December 3, 2011 Slideshow

Visibility was much better and the zones on the seafloor were clearer in Discovery Basin than in Urania Basin. In this screen grab from the Jason video camera, you can see injection cores that Jason placed in a pale strip about 40 cm wide that researchers think is the bathtub ring where the upper part of the halocline meets the seafloor, and a darker zone that researchers think is where the lower part of the halocline meets the seafloor. The reddish-beige area at the top is normal seafloor.

Jason team member Hugh Popenoe and ship’s crew members Patrick Hennessy and Richie Barnes watch and wait as Medea, the companion vehicle for Jason, nears the surface. Weather has been great during the whole cruise, but on Saturday the sea was almost completely smooth.

After Jason returned to the ship, Dr. Kostas Kormas from the University of Thessaly and Dr. Hera Karayanni of the University of Ioaninna processed the samples that were in the chamberpots. Here, Hera draws water off the sample so the sediment can be removed from the pot.

Material from every pushcore will be tested for concentrations of oxygen and sulfide. To prevent contamination by the oxygen in air, the sample is kept inside a plastic tent (the “glove bag”) filled with nitrogen. The person doing the test, however, must stay outside the tent. Here, Hans-Werner Breiner of the Technical University of Kaiserslautern measures the oxygen level in a sediment sample from Urania Basin.

Dr. Joan Bernhard advises Colin Morrison as he draws the water off a pushcore. It is important to do this very carefully, so the sediments are not stirred up. Joan and Colin are bundled up in coats because the work is done in a cold room to help keep the samples from degenerating.

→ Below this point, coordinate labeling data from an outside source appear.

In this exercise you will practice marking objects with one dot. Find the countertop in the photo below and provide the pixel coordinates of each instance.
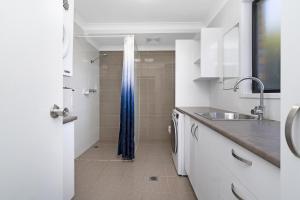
(69, 119)
(259, 137)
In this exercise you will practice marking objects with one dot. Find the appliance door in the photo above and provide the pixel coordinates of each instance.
(174, 134)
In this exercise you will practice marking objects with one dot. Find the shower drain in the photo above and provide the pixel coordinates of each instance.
(153, 178)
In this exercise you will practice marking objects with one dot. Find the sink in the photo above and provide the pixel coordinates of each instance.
(226, 116)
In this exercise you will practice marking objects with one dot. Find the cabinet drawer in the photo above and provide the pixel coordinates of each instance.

Eureka! The bacterial mat on the top of this pushcore was about 1 cm thick. It came from high up in the halocline. The other pushcore with a bacterial mat came from lower in the halocline, where salinity is higher and oxygen levels are lower. That mat was much thinner, like a gooey film. Photo by Joan Bernhard.

Each pushcore was mounted in a holder so 1-cm-thick slices could be cut from it, starting from the top and going to 3 cm deep in the core. Here, Joan uses a piece of stainless steel to slice through the core.

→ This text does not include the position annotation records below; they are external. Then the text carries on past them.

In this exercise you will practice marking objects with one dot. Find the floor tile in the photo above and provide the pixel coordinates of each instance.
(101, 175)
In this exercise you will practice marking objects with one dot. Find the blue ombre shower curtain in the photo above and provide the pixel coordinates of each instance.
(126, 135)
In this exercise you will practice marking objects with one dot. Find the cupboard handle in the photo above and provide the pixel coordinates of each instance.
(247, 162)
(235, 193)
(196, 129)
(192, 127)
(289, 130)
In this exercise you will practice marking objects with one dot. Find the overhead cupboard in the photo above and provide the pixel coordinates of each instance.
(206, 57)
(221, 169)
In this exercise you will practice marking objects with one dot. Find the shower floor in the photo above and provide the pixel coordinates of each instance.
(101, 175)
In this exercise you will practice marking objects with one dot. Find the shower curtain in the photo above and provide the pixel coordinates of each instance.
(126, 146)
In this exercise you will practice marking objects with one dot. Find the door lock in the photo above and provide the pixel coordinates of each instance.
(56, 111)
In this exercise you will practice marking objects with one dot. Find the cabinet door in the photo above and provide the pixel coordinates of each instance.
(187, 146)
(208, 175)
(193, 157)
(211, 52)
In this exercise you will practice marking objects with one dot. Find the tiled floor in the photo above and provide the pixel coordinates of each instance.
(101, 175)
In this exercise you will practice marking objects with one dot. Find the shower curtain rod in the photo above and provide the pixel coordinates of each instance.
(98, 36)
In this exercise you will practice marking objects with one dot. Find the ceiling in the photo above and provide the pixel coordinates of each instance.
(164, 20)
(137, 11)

The precious bacterial mat is deposited in a sample bottle. Joan and her colleagues will examine it with light and microscopes to look for protists, some of which may be species that are new to science.

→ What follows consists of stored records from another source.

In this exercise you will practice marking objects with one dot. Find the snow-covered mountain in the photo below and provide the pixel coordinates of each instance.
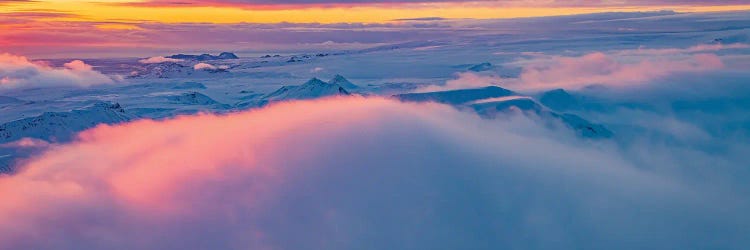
(485, 66)
(343, 82)
(205, 57)
(528, 106)
(558, 99)
(175, 70)
(312, 89)
(456, 97)
(193, 98)
(61, 126)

Let the celebration begin! Dr. Joan Bernhard reacts to seeing the bacterial mat on the pushcore from Discovery Basin’s halocline.

On the starboard deck behind the Main Lab, Dr. Craig Taylor and chief scientist Dr. Ginny Edgcomb work to figure out how to get SID-ISMS back in the water and sampling again.

One of the problems SID-ISMS had involved the poppet, a small white cylinder made of hard polyethylene. The end of the poppet was machined to be very flat, so that it would form a good seal with the bottom of the chamber. But under the intense pressure at 3,500 meters depth, the end of the poppet bent just enough to allow the part to leak. The researchers discovered a quick and easy fix: They simply turned the poppet around. The other end has a narrow rim—and under high pressure, that rim forms a good seal.

All the filter chambers have had their poppets turned upside down and are now ready to go back on SID-ISMS and get to work sampling the water inside the Mediterranean DHABs.